10. Educational diagrams
Dense technical content with labels, arrows, subscripts, process flows, and layered explanations. The hardest category for every previous model. Subscripts would fail, labels would overlap, arrows would point at the wrong elements.
This is where the thinking capability does the most work. The model checks the composition, checks the labels, and verifies the layout before delivering.
An educational diagram titled "How a Neural Network Learns."
Show 3 layers from left to right: Input Layer, Hidden Layer, Output Layer.
Input Layer: 4 circles labeled "Feature 1," "Feature 2," "Feature 3," "Feature 4.”
Hidden Layer: 6 circles, all unlabeled, connected to every input circle with thin lines.
Output Layer: 2 circles labeled "Yes" and "No."
Add a bold arrow at the top flowing left to right labeled "Forward Pass."
Add a dashed arrow at the bottom flowing right to left labeled "Backpropagation."
Include a 2-sentence summary box at the bottom explaining the diagram.
Style: clean educational illustration, white background, blue and orange color scheme, sans-serif font.

All labels render.

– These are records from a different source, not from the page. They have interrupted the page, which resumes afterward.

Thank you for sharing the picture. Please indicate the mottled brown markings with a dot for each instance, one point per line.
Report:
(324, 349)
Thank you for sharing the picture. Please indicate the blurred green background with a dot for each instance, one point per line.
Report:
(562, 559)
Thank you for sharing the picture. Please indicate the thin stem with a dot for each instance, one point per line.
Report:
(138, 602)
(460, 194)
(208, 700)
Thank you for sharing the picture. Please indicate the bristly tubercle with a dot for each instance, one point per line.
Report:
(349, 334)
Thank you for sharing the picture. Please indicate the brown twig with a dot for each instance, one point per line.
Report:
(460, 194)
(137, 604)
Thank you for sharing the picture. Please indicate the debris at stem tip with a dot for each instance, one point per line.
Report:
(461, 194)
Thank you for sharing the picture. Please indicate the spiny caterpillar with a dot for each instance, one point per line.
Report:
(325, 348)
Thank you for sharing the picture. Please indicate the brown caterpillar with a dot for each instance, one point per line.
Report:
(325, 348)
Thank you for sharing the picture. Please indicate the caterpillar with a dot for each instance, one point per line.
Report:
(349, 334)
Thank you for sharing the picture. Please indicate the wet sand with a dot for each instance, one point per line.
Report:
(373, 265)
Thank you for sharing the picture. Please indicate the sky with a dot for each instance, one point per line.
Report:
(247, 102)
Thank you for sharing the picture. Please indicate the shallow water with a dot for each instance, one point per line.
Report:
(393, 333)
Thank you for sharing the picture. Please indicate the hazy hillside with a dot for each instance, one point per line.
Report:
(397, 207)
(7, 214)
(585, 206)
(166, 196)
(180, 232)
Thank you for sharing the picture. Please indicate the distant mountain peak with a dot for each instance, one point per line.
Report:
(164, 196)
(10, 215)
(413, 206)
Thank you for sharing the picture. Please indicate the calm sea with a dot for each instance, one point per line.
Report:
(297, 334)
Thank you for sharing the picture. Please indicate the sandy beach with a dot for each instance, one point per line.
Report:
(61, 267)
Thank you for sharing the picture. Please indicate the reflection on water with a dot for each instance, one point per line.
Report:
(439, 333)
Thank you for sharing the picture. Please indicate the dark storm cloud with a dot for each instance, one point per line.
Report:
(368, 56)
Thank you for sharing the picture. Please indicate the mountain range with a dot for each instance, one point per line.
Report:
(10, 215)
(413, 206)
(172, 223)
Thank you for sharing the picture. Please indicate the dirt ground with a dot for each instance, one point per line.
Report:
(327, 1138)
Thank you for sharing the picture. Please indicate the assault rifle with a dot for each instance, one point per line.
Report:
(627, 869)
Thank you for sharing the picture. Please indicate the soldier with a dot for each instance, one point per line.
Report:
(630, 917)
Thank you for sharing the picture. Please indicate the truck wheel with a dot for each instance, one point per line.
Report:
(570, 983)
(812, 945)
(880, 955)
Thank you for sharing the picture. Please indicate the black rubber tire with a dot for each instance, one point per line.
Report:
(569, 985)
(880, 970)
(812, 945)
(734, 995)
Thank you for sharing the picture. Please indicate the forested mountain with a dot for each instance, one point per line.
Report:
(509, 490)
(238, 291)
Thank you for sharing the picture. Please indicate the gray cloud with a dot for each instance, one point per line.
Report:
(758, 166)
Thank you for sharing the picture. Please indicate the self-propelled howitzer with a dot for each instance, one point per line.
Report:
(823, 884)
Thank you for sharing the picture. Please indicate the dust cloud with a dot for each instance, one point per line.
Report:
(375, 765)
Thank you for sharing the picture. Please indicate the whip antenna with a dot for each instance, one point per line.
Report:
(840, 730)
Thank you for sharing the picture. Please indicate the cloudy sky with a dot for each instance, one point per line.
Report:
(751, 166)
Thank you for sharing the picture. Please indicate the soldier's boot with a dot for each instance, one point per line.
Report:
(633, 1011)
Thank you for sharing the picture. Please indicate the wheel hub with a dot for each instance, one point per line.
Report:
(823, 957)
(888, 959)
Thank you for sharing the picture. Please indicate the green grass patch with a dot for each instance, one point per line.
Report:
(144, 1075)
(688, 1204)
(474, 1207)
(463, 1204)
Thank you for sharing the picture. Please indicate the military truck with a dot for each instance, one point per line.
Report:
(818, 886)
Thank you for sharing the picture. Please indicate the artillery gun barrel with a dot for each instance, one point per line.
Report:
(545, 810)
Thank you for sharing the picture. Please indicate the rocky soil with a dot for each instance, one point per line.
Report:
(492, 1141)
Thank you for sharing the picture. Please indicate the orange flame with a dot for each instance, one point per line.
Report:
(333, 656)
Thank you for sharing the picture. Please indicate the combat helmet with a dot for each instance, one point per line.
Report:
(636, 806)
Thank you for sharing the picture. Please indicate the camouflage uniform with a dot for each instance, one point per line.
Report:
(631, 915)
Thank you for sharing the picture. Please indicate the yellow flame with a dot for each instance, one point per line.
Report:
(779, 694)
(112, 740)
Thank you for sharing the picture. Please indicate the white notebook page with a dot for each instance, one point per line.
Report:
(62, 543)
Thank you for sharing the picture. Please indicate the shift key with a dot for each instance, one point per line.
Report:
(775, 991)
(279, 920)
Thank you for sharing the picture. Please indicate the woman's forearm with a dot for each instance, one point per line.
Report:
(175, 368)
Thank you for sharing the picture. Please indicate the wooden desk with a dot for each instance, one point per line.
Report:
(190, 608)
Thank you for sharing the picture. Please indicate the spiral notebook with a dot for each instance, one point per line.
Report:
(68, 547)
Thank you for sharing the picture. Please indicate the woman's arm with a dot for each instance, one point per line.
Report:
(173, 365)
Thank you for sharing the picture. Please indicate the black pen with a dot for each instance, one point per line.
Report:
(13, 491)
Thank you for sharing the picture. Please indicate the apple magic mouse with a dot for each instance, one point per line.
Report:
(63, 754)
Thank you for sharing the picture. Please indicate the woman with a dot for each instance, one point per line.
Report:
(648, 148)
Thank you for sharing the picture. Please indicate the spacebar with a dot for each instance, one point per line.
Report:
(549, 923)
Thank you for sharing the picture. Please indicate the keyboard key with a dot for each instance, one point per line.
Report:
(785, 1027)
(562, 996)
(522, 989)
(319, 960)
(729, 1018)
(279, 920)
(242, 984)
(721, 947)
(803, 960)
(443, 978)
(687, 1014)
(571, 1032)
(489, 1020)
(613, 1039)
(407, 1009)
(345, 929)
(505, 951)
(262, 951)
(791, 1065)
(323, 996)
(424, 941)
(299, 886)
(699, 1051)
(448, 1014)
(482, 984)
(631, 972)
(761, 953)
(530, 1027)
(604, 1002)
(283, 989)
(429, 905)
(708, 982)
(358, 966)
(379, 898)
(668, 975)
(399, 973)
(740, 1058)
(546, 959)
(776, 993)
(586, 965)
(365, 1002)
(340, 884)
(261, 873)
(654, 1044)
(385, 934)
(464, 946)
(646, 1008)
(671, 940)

The arrows point in the right directions. The summary box at the bottom is legible. I teach programming and AI at university. This is the kind of diagram I'd actually use in a lecture, and I could generate it in one prompt this morning instead of building it in PowerPoint for 30 minutes.
How to access it now
ChatGPT Images 2.0 is live already for all ChatGPT and Codex users. Paid subscribers (Plus, Team, Enterprise) get access to Thinking mode, which is where the character consistency, web search, and up to 8-image outputs live.
For API access: the model name is gpt-image-2. Same structure as before. If you're already using the GPT Image family, switching is one line.
My suggestion: pick one of the 10 above that maps to something you've been doing manually or skipping because previous models weren't reliable enough. Run it today.
The thumbnail workflow is where I'd start. If that works for you the way it worked for me, the rest will follow.